Hotels und Restaurants Tannenhof Waldschlösschen in Nastätten

„Natürlich ist das eine schwierige Situation, aber wir müssen tun, was die Regierung sagt“, meint Evropi Boukalis, Tochter der Inhaberfamilie des Hotels und Restaurants Tannenhof Waldschlösschen in Nastätten. Die Gäste würden die Corona-Entwicklung in den Medien verfolgen und hätten Angst.

Die Stornierungen von Tischreservierungen reichten schon bis Weihnachten. Am Donnerstag sei der letzte Hotelgast abgereist. Dass ab Montag alle Gastronomiebetriebe schließen müssen, sei eine Katastrophe. „Das ist eine lange Zeit, vier Wochen“, sagt Boukalis. Ihre Familie betreibe das Hotel in Nastätten bereits seit 15 Jahren. Wenn Evropi Boukalis an den Sommer denkt, so war die Situation deutlich besser:

„Die Gäste sind fast alle wiedergekommen und haben auch die Terrasse genossen.“ In den vergangenen zehn Tagen sei das Geschäft eingebrochen. Zudem habe ihre Familie Waren eingekauft, die nun schlecht werden könnten.
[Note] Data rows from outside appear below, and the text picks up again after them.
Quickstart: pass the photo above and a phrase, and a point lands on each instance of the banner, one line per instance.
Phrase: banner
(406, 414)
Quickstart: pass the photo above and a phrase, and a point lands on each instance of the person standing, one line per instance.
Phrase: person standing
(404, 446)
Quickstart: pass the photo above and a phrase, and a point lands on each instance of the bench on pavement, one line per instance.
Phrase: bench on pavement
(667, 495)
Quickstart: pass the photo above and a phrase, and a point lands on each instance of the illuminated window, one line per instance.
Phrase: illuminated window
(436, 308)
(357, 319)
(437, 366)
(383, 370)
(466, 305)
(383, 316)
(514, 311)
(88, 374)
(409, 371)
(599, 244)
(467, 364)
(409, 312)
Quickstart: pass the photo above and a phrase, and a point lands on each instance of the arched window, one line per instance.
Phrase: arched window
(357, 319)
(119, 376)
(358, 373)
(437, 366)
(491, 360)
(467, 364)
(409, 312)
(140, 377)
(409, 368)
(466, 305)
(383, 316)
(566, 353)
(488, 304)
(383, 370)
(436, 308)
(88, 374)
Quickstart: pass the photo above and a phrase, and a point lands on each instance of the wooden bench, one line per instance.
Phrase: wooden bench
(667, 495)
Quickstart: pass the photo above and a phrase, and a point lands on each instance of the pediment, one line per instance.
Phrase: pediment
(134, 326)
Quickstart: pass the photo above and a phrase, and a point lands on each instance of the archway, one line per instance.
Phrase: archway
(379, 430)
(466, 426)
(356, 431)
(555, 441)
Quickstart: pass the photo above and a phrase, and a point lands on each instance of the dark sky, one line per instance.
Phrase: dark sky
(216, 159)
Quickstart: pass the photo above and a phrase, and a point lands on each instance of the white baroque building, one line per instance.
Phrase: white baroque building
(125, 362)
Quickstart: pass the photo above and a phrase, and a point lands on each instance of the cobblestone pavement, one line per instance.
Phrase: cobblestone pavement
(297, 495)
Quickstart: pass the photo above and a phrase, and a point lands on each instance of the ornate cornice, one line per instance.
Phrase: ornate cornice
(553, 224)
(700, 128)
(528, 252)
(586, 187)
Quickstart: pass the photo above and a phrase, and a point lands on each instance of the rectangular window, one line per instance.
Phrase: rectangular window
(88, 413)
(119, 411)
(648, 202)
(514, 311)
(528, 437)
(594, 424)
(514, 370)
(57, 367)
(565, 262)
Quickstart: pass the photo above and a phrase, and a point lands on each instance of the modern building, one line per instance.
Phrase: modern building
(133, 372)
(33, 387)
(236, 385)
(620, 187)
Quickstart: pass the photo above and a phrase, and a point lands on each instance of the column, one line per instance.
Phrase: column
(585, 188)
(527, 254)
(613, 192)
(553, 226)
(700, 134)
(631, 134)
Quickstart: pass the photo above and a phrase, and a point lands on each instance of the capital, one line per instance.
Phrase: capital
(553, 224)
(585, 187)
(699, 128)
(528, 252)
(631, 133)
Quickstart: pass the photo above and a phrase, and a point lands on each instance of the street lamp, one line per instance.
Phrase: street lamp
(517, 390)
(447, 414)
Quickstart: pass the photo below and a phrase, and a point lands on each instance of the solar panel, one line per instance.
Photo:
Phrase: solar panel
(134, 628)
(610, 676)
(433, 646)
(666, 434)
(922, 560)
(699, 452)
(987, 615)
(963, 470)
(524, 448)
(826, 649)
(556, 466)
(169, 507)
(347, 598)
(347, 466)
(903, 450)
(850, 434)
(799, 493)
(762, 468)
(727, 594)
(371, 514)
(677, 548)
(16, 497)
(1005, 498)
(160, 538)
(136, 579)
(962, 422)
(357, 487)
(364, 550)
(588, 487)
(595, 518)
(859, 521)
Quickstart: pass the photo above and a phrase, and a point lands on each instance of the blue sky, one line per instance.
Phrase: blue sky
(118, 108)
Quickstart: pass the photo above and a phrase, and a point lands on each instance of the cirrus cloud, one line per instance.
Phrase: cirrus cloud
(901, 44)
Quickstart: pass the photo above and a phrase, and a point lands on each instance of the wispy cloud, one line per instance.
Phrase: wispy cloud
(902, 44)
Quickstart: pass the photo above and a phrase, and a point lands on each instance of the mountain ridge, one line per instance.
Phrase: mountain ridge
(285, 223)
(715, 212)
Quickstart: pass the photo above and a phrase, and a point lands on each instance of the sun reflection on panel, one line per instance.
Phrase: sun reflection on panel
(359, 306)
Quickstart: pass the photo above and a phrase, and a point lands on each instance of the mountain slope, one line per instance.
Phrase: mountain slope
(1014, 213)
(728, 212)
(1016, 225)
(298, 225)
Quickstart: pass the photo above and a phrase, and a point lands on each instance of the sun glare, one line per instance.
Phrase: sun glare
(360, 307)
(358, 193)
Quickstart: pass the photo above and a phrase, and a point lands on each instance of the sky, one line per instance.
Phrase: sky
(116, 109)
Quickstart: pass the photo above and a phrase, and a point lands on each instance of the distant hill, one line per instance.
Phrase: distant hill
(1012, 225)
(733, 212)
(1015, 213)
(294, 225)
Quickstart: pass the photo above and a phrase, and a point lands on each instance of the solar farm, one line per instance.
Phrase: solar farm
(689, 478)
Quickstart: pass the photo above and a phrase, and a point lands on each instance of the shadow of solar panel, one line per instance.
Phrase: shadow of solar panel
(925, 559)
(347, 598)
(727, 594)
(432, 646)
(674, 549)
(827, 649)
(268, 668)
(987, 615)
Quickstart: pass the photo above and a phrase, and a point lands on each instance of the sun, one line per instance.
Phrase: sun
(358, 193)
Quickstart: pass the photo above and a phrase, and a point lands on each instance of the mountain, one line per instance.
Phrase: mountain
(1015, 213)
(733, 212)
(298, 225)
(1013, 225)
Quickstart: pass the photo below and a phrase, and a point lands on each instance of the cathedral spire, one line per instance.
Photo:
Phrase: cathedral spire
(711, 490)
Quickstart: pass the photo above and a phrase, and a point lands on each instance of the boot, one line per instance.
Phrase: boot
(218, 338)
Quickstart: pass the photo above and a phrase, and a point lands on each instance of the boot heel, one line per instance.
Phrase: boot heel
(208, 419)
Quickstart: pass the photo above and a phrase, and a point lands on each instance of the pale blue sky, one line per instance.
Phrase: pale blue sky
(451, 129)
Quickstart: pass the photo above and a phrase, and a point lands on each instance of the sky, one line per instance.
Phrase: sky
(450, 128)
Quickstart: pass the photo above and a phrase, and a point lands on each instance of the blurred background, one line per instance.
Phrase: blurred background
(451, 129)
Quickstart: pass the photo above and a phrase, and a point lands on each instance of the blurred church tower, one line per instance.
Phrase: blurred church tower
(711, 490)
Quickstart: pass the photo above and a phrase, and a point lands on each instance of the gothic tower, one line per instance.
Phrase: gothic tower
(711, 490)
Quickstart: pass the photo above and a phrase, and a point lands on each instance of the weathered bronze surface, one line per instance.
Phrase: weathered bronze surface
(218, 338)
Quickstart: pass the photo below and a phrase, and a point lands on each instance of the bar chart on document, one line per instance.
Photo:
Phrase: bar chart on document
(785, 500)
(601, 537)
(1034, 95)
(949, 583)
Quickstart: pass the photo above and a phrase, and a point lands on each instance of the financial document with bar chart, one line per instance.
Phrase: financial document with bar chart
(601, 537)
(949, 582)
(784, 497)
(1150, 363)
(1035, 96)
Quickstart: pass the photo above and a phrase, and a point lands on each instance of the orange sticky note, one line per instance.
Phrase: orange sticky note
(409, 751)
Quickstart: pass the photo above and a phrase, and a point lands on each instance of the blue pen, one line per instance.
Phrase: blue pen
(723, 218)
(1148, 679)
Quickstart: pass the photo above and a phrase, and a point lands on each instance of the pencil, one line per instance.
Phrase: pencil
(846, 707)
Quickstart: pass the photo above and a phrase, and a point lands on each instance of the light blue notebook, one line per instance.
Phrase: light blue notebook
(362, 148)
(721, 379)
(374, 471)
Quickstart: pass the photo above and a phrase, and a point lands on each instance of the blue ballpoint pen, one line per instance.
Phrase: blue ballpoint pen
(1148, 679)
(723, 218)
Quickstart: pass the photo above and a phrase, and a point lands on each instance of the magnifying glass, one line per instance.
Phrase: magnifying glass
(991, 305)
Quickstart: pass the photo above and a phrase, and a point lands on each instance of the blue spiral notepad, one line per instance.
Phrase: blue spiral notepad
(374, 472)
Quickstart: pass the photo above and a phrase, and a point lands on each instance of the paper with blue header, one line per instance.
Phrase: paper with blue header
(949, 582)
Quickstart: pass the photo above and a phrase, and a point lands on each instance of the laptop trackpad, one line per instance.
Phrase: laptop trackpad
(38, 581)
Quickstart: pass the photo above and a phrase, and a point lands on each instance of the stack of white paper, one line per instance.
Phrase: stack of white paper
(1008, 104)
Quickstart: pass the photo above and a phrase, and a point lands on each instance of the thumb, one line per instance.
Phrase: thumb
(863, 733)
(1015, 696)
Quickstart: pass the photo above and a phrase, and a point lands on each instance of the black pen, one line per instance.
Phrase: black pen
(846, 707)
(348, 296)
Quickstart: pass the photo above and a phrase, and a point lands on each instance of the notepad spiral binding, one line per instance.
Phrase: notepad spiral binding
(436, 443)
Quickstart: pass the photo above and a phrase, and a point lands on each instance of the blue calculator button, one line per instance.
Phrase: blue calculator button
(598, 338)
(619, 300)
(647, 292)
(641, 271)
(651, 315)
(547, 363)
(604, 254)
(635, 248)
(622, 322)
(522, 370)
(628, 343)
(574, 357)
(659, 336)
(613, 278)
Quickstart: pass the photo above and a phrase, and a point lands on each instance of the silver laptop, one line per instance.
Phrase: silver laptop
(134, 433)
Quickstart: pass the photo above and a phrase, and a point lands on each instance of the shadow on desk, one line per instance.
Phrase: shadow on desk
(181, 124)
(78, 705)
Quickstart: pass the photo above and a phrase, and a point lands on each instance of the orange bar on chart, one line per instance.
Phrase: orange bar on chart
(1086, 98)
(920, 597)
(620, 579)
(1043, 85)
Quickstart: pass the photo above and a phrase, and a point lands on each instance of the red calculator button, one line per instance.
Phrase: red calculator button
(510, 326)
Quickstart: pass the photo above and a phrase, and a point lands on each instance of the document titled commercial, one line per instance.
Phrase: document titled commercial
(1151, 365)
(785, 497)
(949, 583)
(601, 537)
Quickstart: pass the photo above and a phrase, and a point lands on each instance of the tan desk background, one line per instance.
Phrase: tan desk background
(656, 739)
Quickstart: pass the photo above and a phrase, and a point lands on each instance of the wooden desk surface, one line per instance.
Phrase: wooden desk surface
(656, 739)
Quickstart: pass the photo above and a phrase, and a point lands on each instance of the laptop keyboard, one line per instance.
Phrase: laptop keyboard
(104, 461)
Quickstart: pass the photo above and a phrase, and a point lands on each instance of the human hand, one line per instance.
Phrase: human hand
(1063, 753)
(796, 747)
Wer im November nicht auf das Essen aus dem Hotel verzichten mag, kann Speisen bestellen und abholen.

IHK-Regionalgeschäftsführer Richard Hover

Auch IHK-Regionalgeschäftsführer Richard Hover blickt kritisch auf das aktuell beschlossene Maßnahmenpaket. „Steigende Fallzahlen schaden am Ende immer auch der Wirtschaft. Das Bestreben der Politik, einen Wellenbrecher zu organisieren, ist zwar nachvollziehbar. Dieser Wellenbrecher steht aus unserer Sicht aber im seichten Wasser“, sagt Hover.

Von der regionalen Gastronomie und Hotellerie, den Fitness- und Kosmetikstudios, Kinos und vielen anderen Betrieben, die nun wieder von der Schließung betroffenen sind, gehen seit Beginn der Pandemie nach seiner Einschätzung keine nennenswerten Infektionen aus. „Unsere Betriebe haben bewiesen, dass sie verantwortungsvoll mit der Situation umgehen und mit Investitionen in den Gesundheitsschutz und in Hygienemaßnahmen den Geschäftsbetrieb wiederaufgenommen haben“, erklärt der IHK-Funktionär.

Die beschlossenen Einschränkungen schadeten daher – zu Unrecht – den Branchen, die ohnehin schon ein schwieriges Jahr mit vielen Einschnitten hinter sich hätten. „Geld kann die Unsicherheit und die Existenzsorgen nur schwer auffangen. Das Mindeste ist, dass die angekündigte finanzielle Entschädigung für nun geschlossene Betriebe noch in diesem Jahr unbürokratisch und schnell ausgezahlt wird“, fordert Richard Hover.